Vejo suas pernas em minissaias, em calças compridas, em tecidos ondulantes,

Observo uma a uma, separadamente, suas bundas e coxas, acalentado pelo imaginário da pornografia.

Velho depravado, é chegada a hora da cova, não dos jogos e folguedos da juventude.

Mas eu faço o que sempre fiz: componho cenas dessa terra sob as ordens da imaginação erótica.

Não é que eu deseje estas criaturas em particular, desejo tudo, e elas são como um signo de uma união extática.

Não é minha culpa se somos feitos assim, metade contemplação desinteressada, metade apetite.

Se um dia eu puder subir aos Céus, lá haverá de ser como aqui, exceto por estar eu desfeito de meus sentidos embotados e do peso de meus ossos.

Transformado em puro olhar, absorverei, como antes, as proporções dos corpos humanos, as cores das irises, uma rua parisiense na alvorada de junho, e toda a inconcebível, a inconcebível multiplicidade das coisas visíveis.

Um amor verdadeiro (Wislawa Szymborska) 

Um amor verdadeiro. É normal,

é sério, é prático?
O que ganha o mundo com a união de duas pessoas
que passam a existir num mundo só delas?

Postas num mesmo pedestal sem qualquer razão,
retiradas ao acaso de entre milhões, mas convencidas
de que assim tinha de ser – uma recompensa pelo quê?

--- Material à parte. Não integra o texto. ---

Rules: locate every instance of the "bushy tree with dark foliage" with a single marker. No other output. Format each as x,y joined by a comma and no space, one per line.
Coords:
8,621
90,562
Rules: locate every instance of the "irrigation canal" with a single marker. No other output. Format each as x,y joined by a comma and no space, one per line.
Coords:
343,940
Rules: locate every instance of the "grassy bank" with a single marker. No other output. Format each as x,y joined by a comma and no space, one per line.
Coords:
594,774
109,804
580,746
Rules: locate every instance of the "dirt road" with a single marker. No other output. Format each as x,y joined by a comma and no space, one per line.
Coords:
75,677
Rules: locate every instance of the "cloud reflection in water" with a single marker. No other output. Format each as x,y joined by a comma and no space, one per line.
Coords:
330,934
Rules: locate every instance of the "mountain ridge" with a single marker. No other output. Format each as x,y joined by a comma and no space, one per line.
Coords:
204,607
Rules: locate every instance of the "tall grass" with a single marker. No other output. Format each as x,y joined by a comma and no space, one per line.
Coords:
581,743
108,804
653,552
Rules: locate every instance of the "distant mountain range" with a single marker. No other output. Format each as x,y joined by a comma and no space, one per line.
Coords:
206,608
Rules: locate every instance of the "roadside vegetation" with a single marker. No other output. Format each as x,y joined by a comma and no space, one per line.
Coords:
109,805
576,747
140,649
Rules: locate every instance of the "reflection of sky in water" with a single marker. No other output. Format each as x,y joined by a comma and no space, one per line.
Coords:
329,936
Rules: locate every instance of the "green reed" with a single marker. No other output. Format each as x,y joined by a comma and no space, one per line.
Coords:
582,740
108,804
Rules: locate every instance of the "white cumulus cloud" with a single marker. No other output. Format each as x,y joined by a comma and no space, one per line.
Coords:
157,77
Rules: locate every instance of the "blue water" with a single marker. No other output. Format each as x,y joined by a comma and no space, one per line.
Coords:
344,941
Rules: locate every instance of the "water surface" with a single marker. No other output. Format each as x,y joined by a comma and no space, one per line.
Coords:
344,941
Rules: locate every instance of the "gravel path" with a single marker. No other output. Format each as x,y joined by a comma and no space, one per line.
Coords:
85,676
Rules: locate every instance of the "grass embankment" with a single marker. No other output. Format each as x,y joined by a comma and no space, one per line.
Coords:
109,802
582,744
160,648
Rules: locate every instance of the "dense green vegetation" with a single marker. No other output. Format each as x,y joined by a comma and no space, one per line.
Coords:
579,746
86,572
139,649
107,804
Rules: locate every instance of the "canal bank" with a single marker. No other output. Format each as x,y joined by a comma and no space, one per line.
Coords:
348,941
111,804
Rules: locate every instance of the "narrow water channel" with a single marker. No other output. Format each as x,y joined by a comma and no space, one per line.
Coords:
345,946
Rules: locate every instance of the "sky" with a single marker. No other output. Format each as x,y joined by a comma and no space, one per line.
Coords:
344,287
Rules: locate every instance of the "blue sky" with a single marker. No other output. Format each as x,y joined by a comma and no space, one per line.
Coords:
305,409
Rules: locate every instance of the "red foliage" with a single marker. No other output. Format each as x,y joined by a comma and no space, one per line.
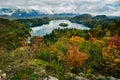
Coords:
116,41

Por nada.
A luz que se projeta de lugar nenhum.
Por que sobre esses dois e não sobre outros?
Isto não afronta a justiça? Claro que sim.
Isto não conturba nossos princípios dolorosamente erigidos,
e lança a moral de um desfiladeiro? Sim para as duas questões.

Olhem para o casal feliz.
Será que eles não podiam ao menos tentar esconder,
fingir uma leve depressão em benefícios de seus amigos!
Escutem como eles riem – é um insulto.
A linguagem que usam – de uma clareza decepcionante.
Todas as suas pequenas celebrações, rituais,
as rotinas mutualmente elaboradas –
trata-se com certeza de um complô contra a raça humana!

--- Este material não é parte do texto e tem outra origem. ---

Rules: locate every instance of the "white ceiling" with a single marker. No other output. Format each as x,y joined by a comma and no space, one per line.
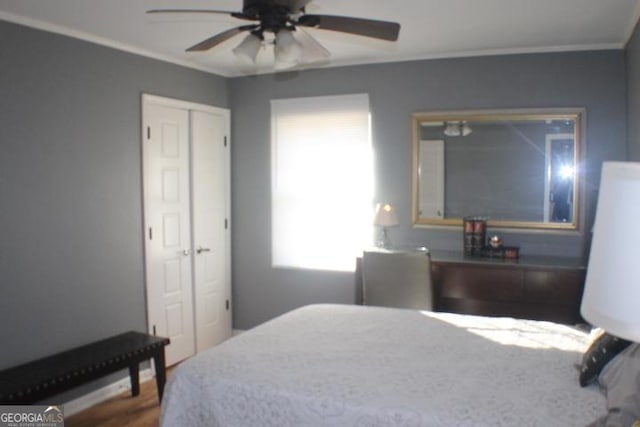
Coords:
429,28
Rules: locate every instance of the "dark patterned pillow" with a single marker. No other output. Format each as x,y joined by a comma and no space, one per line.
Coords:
604,348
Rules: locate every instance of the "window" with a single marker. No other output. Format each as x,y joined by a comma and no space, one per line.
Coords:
322,181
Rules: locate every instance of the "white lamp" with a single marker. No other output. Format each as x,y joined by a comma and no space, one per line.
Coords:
611,297
385,217
247,51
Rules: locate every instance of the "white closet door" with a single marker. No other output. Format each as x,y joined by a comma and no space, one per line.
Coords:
168,228
431,180
212,284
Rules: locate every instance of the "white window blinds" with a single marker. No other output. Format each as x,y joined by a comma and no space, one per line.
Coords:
322,181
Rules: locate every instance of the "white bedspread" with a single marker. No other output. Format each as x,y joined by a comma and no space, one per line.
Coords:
338,365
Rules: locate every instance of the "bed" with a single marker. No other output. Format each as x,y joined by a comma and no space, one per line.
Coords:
341,365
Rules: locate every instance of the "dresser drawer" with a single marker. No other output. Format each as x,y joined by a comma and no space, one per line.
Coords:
479,283
562,287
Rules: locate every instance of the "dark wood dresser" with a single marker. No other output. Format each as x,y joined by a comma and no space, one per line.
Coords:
533,287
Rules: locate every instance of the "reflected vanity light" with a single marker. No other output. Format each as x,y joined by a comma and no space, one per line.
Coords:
457,128
385,217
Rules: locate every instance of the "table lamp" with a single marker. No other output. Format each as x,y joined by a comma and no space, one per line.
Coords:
385,217
611,297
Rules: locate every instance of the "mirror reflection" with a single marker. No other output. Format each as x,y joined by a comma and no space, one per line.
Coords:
517,168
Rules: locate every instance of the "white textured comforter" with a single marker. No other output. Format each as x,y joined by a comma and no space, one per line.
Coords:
335,365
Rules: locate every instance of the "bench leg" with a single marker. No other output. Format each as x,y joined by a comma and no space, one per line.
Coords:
134,373
161,374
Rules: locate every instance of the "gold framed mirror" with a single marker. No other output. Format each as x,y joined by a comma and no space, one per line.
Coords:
517,168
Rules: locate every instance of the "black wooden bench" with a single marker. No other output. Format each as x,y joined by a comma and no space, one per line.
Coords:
43,378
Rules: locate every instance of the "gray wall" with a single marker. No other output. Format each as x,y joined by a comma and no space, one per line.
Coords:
633,94
594,80
71,249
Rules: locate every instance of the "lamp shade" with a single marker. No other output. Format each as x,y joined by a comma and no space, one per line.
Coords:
385,215
611,297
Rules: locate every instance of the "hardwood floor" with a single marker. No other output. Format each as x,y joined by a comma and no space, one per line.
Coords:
122,410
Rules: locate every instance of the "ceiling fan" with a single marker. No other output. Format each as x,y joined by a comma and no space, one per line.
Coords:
283,19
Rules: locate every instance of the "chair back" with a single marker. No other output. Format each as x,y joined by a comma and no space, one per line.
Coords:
397,279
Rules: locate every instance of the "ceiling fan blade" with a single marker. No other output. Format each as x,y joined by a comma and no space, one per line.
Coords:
200,11
363,27
293,5
219,38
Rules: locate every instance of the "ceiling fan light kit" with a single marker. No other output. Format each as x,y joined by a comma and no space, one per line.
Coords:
284,18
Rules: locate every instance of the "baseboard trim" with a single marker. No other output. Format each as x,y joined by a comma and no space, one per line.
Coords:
100,395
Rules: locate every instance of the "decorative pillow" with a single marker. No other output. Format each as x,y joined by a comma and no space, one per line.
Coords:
604,348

É mesmo difícil saber onde as coisas podem parar
se as pessoas começarem a seguir seu exemplo.
Com o que poderão contar a religião e a poesia?
O que será lembrado? O que teremos de renunciar?
Quem suportará viver dentro dos limites?

Um amor verdadeiro. É realmente necessário?
O tato e o bom senso nos dizem para passar por ele em silêncio,
como por um escândalo nos altos círculos da Vida.
Crianças totalmente perfeitas nasceram sem sua ajuda.
Ele não poderia povoar o planeta nem em um milhão de anos,
sua aparição é rara demais.

Deixem que as pessoas que nunca encontraram o amor verdadeiro
sigam dizendo que tal coisa não existe.

Esta fé há de lhes fazer mais fácil viver e morrer.

A queda (Czeslaw Milosz)

A morte de um homem é como a queda de uma poderosa nação
Que teve valentes exércitos, capitães e profetas,
E ricos portos e barcos em todos os mares,
Mas agora não socorrerá nenhuma cidade sitiada,
Não entrará em nenhuma aliança,
Porque suas cidades estão vazias, sua população dispersa,
Sua terra que certa vez proveu de colheitas está saturada de cardos,
Sua missão olvidada, sua língua perdida,
O dialeto de um povo posto sobre inacessíveis montanhas.

Pedro Gonzaga

Pedro Gonzaga é poeta, tradutor, músico e professor. Doutor em Letras pela Universidade Federal do Rio Grande do Sul, é autor de A Última Temporada, Falso Começo e O Livro das Coisas Verdadeiras (Arquipélago Editorial), sua estreia na crônica. Seu livro mais recente é Em outros tantos quartos da Terra.